Not to run amok with hyperbole, but watching Huard quarterback for the Chiefs is similar to having a crappy dentist perform a root canal procedure. The job might get done, but even if it does the process is not going to be fun. Not at all.

Last week was the worst. Huey just sat in the pocket and held onto the ball forever… And ever… And ever. I was like, dude, you backed up Tom Brady forever, you should know better than anyone that you don’t have to be athletic to have good pocket presence. Move around, use your peripheral vision, use that clock in your head that tells you it’s time to unload — do something! Anything! At least try to avoid getting sacked.

There hasn’t been this much tucking since the last National Cross Dresser Convention. Huard is like a boxer who knows he’s beaten, just covering up and trying to avoid getting KO’d. It’s brutal to watch, isn’t it?

I figured it out, though. Many of you will blame this all on the line, but I’m here to tell you that Damon Huard is just as responsible, if not more so, for his sacks than the Chris Terrys and Kyle Turleys. He has a two-receiver progression that goes something like this…

“Where’s Tony, where’s Tony… Dwayne, Dwayne… shit! That hurts.”

I hate to keep bagging on the guy, because it’s clear that he’s been asked to do a job he’s nowhere near capable of doing. Still, what irks me is his lack of guts. I understand part of it may be orders from Herm Edwards and Mike Solari. We all know that they demand two things out of Huey: A. NEVER change plays; B. NEVER throw picks. It’s bad enough that the guy has a pea shooter arm, but when he’s so scared of throwing INTs that he won’t just throw it away? Awful.

That’s not the only thing he’s scared of either. It’s painstakingly clear that Huard spent way to much time as a back-up, away from full-speed contact. He’s afraid of getting hit.

No? Then why does he look shellshocked every time he gets up from a sack or knockdown? Why is he slower getting up from the ground than any quarterback in America?
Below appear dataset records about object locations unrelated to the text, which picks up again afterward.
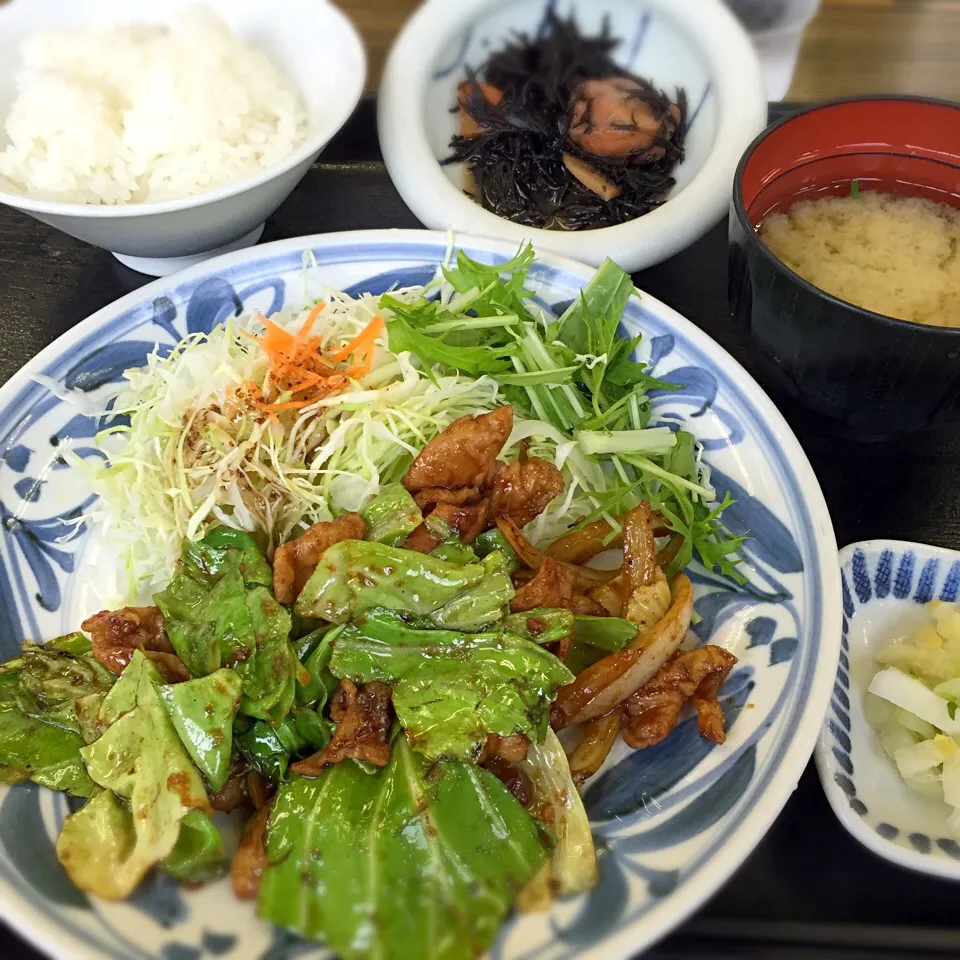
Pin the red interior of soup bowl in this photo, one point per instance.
(901, 146)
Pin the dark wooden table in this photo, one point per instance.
(809, 890)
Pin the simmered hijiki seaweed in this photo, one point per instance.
(390, 730)
(555, 133)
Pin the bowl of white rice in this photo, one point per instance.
(168, 133)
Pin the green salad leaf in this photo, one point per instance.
(412, 861)
(356, 576)
(219, 611)
(572, 380)
(107, 847)
(451, 689)
(202, 713)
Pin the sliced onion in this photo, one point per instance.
(601, 687)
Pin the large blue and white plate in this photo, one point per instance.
(672, 822)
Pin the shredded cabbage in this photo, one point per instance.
(200, 450)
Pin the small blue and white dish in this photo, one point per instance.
(886, 585)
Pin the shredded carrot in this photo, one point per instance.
(298, 367)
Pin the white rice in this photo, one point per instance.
(135, 114)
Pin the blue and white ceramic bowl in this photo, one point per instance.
(694, 44)
(673, 821)
(886, 584)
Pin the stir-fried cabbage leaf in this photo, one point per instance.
(392, 515)
(199, 855)
(452, 689)
(219, 611)
(108, 846)
(33, 750)
(412, 861)
(202, 712)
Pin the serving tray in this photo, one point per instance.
(809, 890)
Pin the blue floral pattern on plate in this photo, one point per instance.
(885, 585)
(671, 821)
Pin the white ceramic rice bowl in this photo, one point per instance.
(310, 40)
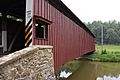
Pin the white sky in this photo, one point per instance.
(90, 10)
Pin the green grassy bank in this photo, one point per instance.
(110, 53)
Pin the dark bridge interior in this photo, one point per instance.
(12, 20)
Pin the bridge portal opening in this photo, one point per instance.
(12, 23)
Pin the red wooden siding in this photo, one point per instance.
(68, 39)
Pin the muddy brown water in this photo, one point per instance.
(90, 70)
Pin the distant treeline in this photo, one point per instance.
(111, 31)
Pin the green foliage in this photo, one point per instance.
(111, 31)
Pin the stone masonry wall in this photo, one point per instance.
(33, 63)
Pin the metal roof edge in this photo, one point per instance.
(58, 4)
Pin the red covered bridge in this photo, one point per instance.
(47, 22)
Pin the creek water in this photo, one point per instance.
(90, 70)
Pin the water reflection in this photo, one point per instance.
(108, 78)
(95, 70)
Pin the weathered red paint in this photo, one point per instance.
(68, 38)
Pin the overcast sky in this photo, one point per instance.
(90, 10)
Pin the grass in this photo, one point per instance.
(110, 53)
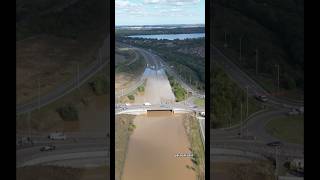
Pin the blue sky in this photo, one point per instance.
(155, 12)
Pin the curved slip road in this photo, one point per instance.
(243, 80)
(102, 60)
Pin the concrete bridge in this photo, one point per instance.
(143, 109)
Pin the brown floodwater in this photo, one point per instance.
(152, 148)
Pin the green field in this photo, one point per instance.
(227, 98)
(197, 147)
(177, 89)
(289, 129)
(273, 28)
(123, 127)
(199, 102)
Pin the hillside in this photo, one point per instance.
(60, 18)
(274, 28)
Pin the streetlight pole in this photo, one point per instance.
(247, 101)
(278, 66)
(39, 99)
(78, 78)
(241, 127)
(257, 56)
(225, 40)
(240, 58)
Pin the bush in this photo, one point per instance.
(141, 88)
(99, 85)
(68, 113)
(131, 97)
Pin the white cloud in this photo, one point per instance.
(172, 2)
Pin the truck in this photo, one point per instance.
(57, 136)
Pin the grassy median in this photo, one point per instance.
(196, 146)
(289, 129)
(123, 127)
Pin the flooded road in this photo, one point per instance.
(157, 89)
(152, 148)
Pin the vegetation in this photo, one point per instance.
(289, 129)
(99, 85)
(135, 68)
(50, 172)
(179, 30)
(131, 97)
(226, 101)
(197, 147)
(274, 28)
(262, 170)
(141, 88)
(179, 92)
(199, 102)
(123, 129)
(68, 113)
(65, 22)
(185, 56)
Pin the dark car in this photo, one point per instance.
(48, 148)
(262, 98)
(275, 144)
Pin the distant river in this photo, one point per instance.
(170, 36)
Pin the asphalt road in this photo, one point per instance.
(253, 136)
(72, 148)
(157, 63)
(62, 90)
(244, 81)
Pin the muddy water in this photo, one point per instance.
(152, 147)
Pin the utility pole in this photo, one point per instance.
(39, 99)
(257, 56)
(225, 40)
(78, 78)
(247, 115)
(276, 158)
(241, 126)
(29, 124)
(278, 78)
(240, 58)
(247, 102)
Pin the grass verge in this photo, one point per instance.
(179, 92)
(123, 127)
(192, 128)
(289, 129)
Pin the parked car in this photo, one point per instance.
(48, 148)
(57, 136)
(262, 98)
(275, 144)
(293, 112)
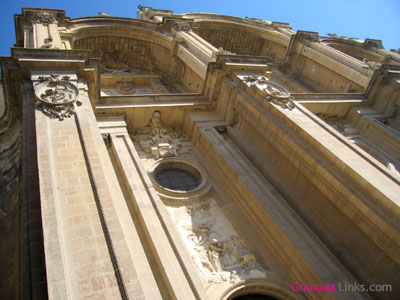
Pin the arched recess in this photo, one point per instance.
(241, 38)
(140, 48)
(261, 287)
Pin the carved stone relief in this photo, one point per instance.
(275, 93)
(113, 64)
(125, 87)
(44, 18)
(220, 255)
(157, 139)
(336, 122)
(181, 26)
(56, 96)
(236, 119)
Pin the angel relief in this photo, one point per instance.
(157, 139)
(219, 253)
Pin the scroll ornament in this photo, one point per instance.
(276, 93)
(56, 97)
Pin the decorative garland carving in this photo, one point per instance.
(181, 26)
(279, 95)
(56, 96)
(276, 93)
(125, 87)
(44, 18)
(158, 140)
(216, 249)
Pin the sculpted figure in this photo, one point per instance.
(216, 250)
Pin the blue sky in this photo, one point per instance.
(377, 19)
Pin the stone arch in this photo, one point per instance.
(262, 287)
(139, 47)
(240, 36)
(354, 48)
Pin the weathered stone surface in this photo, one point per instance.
(196, 156)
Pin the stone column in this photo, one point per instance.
(85, 237)
(45, 30)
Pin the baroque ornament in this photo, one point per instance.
(216, 249)
(276, 93)
(181, 26)
(125, 87)
(56, 96)
(44, 18)
(157, 139)
(112, 63)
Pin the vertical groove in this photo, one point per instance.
(110, 247)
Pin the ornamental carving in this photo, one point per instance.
(112, 63)
(215, 247)
(56, 96)
(181, 26)
(275, 93)
(236, 119)
(44, 18)
(125, 87)
(157, 139)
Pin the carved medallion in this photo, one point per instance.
(125, 87)
(56, 96)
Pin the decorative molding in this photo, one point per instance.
(236, 119)
(216, 249)
(275, 93)
(308, 36)
(44, 18)
(181, 26)
(56, 96)
(125, 87)
(113, 64)
(336, 122)
(157, 139)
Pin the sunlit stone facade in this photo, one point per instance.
(196, 156)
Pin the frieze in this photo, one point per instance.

Yes, that includes Pee Wee and Pom Pom. Why is his body language pathetic — is he Eli Manning’s understudy? Lastly, why does he get knocked out of every single loss? I respect you for playing behind that line, but you’re a quarterback — a millionaire quarterback. You get paid to take shots and shake them off. If you don’t exude confidence, neither will the guys around you. If you hate it that much there are hoards of Chiefs fans who I bet would take a few dead-on shots from the Shaun and Shawne Connection for that kind of dough.

Enter Brodie Croyle. He’s young. He’s exciting. He’s improvisational (no, not in the Daunte Culpepper way — in the Steve Young way). He’s tough as nails. He’s got moxie. He’s got that “it” quality. He looks like a quarterback. To me. To Chiefs fans. To his teammates. Hell, they compare his swagger to Joe Montana’s. Brodie’s even got the smokin’ hot girl that’s damn near requisite if you want to be one of the great ones.

Having Brodie has made Huard, the anti-Brodie, much more difficult to watch. maybe that is why all this hate towards Huey has manifested inside me. Every Sunday he starts I’m being forced into watching a boring, tired movie, when I know something new and exciting is playing in the theater next door.

When Brodie gets hit, he immediately pops his head up and looks to see what happened instead of saying woe is me. Brodie focuses on making things happen, not on not making mistakes. He’s our quarterback of the future, a potential winner, while Huard obviously graduated from the Trent Dilfer Don’t-Eff-This-Up School of Quarterbacking.

I don’t hate Huard the person, I hate Huard the player. I hate him because every snap he takes is a wasted one that could have been spent grooming a younger quarterback, even if it is David Greene or Tyler Thigpen. At least they have a shot at being something more than a glorified game manager someday.

So, Carl Peterson, Clark Hunt, Herm… this is me on my knees on behalf of Chiefs fans, begging you to put a stop to Damon Huard. Don’t play him any more, don’t pay him any more, cut him a check this offseason and send him packing. He seems like a much better family man than QB, so let him does what he does best.

You’ve done enough for him, you don’t owe him one red Chiefs cent. Please. It’s time to groom our own quarterback. Er, quarterbacks.